Comprehensive Guide to Light Behavior and Thin Lenses

Refraction

The bending of light rays when they travel from one medium to another due to changes in speed.

Index of Refraction

A dimensionless ratio that compares the speed of light in a vacuum to the speed of light in a medium.

Snell's Law

A formula that describes the relationship between the indices of refraction and the angles of incidence and refraction.

Speed of light in a vacuum (c)

Approximately 3.00 x 10^8 m/s; the maximum speed of light.

Angle of incidence

The angle at which incoming light rays strike a surface, measured with respect to the Normal.

Angle of refraction

The angle at which light rays bend as they enter a new medium, measured with respect to the Normal.

Total Internal Reflection (TIR)

A phenomenon where light reflects entirely back into a medium instead of refracting when the angle of incidence exceeds the critical angle.

Critical Angle

The minimum angle of incidence at which total internal reflection occurs, resulting in an angle of refraction of 90 degrees.

Thin Lens

Optical device that uses refraction to focus light rays, categorized into convex and concave lenses.

Convex lens

A lens that is thicker in the center and converges parallel rays to a focal point.

Concave lens

A lens that is thinner in the center and diverges parallel rays away from a focal point.

Thin Lens Equation

Relates the focal length, object distance, and image distance: 1/f = 1/do + 1/di.

Focal Length (f)

The distance from the lens to the focal point, positive for converging lenses and negative for diverging lenses.

Magnification (M)

The ratio of the height of the image to the height of the object, also defined as the negative ratio of the image distance to the object distance.

Real Image

An image that is inverted and can be projected onto a screen, typically formed when do > f in converging lenses.

Virtual Image

An image that is upright and cannot be projected, formed by diverging lenses or by converging lenses when do < f.

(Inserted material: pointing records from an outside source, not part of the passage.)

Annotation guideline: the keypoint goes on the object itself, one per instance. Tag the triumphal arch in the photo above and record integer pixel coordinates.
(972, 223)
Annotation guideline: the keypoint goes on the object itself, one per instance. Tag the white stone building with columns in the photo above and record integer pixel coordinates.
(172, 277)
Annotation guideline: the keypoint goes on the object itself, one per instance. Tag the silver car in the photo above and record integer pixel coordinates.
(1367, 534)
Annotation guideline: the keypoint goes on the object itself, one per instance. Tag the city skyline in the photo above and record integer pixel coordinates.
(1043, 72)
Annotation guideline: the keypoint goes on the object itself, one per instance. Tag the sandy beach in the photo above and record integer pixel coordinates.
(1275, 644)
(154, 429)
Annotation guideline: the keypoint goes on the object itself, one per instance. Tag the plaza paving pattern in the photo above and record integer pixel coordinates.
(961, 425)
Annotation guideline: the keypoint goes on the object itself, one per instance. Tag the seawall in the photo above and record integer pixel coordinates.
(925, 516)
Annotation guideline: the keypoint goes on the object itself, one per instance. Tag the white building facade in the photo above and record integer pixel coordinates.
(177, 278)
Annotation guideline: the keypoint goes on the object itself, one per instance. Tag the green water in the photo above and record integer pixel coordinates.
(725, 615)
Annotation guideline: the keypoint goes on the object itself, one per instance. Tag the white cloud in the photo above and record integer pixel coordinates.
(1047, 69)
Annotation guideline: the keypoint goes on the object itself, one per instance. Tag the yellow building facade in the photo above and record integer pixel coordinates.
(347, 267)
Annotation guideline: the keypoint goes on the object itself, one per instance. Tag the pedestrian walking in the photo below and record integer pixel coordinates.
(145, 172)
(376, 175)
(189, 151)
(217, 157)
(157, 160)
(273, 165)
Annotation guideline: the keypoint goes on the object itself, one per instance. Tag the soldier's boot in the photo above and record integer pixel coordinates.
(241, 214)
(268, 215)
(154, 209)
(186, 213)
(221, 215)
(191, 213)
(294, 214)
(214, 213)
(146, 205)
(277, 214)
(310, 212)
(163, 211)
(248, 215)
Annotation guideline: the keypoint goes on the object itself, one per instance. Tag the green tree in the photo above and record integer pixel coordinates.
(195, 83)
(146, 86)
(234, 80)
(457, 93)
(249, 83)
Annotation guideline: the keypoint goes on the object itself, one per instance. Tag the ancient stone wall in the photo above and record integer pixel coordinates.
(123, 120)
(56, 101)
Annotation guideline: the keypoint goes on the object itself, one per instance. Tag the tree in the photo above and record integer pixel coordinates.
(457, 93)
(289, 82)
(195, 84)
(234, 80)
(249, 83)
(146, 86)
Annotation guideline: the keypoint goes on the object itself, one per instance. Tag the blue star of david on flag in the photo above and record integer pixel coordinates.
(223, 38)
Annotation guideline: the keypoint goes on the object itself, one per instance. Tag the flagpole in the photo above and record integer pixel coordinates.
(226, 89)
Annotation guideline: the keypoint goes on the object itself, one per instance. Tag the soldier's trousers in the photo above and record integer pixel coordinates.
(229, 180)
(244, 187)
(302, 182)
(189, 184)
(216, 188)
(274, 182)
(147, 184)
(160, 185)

Wave properties at boundaries

Describes how the speed changes but frequency remains constant when light passes into a different medium.

Normal

A line perpendicular to the boundary surface used as a reference for measuring angles of incidence and refraction.

Optical Density

A measure of how much a material slows down light, influencing its index of refraction.

Frequency (f) of light wave

The number of oscillations of the light wave per second, which remains constant during refraction.

Wavelength (λ)

The distance between consecutive peaks of a wave, which decreases when the speed of light decreases in a denser medium.

Conditions for TIR

The light must travel from a medium with a higher index of refraction to a lower index and the angle of incidence must exceed the critical angle.

Sign Convention for d_i

Image distance is positive for real images formed on the opposite side of the lens, negative for virtual images formed on the same side.

Sign Convention for d_o

Object distance is positive for real objects located in front of the lens, virtual objects are rare.

Total Internal Reflection conditions

1) Light must move from a medium with a higher index of refraction to one with a lower index; 2) Angle of incidence must be greater than the critical angle.

Calculating critical angle

Use Snell's law by setting the angle of refraction to 90 degrees to calculate the critical angle as θ_c = sin^{-1}(n2/n1).